Appeal against European Council procurement procedure dismissed (Alfastar Benelux SA v European Commission (Case T‑394/12))
The General Court has dismissed an appeal by an unsuccessful tenderer in relation to a public procurement procedure for on-site IT support services conducted by the Council of the European Union. The General Court found that the Council had not committed manifest errors in its assessment of the tenders of either the unsuccessful tenderer or that of the successful tenderer. In particular, the General Court rejected arguments that the Council had confused the use of selection criteria and award criteria in its evaluation of the tenders. It also rejected arguments about alleged inconsistencies and inaccuracies in the tender documents.
Appeal against procurement decisions dismissed (Joined Cases European Dynamics Luxembourg and Evropaïki Dynamiki v Europol (T-40/12 and T-183/12))
The General Court has dismissed an appeal by European Dynamics Luxembourg SA and Evropaiki Dinamiki (together European Dynamics) against decisions of the European Police Office to exclude its bid in an open tender procedure and subsequently award the tender framework contract to another party. It also rejected European Dynamics’ claim for compensation for the loss of opportunity that the award to them of framework contract would have given.
Appeal against rejection of abnormally low tender dismissed (Computer Resources International (Luxembourg) SA v European Commission (Case T‑422/11))
The General Court has dismissed an appeal against a decision of the Publications Office of the European Union to reject tenders on the grounds that they were based on abnormally low pricing. The General Court found that the Publications Office had provided sufficient reasons for its decision and had followed the correct procedure. In addition, it had not erred in reaching the conclusion that the tenders were abnormally low. This decision was based on the correct legal grounds and there was no evidence of any misuse of powers by the Publications Office.
Ombudsman finds no maladministration in Court of Justice’s conduct of call for tender (Decision of the European Ombudsman closing the inquiries into complaints 826/2013/EIS and 878/2013/EIS against the Court of Justice of the European Union)
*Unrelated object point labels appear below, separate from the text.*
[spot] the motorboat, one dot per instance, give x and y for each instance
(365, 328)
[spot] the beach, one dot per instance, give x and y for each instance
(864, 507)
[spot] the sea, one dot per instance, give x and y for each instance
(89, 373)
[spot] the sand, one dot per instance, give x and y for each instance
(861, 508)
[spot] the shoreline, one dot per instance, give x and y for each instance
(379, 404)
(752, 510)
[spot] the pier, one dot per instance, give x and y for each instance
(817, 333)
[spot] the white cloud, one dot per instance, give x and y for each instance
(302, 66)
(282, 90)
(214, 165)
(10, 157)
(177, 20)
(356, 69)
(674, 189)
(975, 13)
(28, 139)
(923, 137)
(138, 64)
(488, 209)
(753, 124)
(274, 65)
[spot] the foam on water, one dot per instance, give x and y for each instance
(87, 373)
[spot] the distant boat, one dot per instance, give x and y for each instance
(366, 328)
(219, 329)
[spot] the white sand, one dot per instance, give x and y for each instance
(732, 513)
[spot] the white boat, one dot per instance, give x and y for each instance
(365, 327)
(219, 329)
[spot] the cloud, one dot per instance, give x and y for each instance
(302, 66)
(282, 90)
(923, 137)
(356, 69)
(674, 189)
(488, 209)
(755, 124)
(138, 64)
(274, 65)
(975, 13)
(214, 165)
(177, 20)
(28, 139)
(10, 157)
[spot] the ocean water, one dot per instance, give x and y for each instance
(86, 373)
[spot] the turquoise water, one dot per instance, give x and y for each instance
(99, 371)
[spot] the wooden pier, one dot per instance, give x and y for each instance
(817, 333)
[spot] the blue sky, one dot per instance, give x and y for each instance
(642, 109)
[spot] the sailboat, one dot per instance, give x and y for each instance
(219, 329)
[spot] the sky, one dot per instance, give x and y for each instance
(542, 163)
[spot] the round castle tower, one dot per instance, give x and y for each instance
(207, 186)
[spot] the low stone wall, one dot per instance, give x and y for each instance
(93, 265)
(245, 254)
The European Ombudsman has published a decision finding that there was no maladministration by the Court of Justice of the European Union in its conduct of calls for tenders for the conclusion of framework contracts for the translation of legal texts from certain official languages of the EU into Italian. The calls for tenders required translators to hold a law degree. The Ombudsman rejected complaints that this requirement was discriminatory because the Court does not require a law degree in similar tender procedures for translators with English, Dutch, Danish or Swedish as a main language.
The Ombudsman accepted the Court’s explanation that a law degree is indispensable due to the nature of the tasks to be performed; in Italy, high-quality legal translation courses are offered at university level for non-lawyers; and that in tender procedures for translators with English, Dutch, Danish or Swedish as a main language, preference is given to candidates with a law degree and this is stated in the relevant contract notices, but as regards these languages, it would be impossible to find enough contractors who meet that requirement and there is a need to accept translators who do not hold a law degree. The Ombudsman found this explanation reasonable and closed the cases with a finding of no maladministration.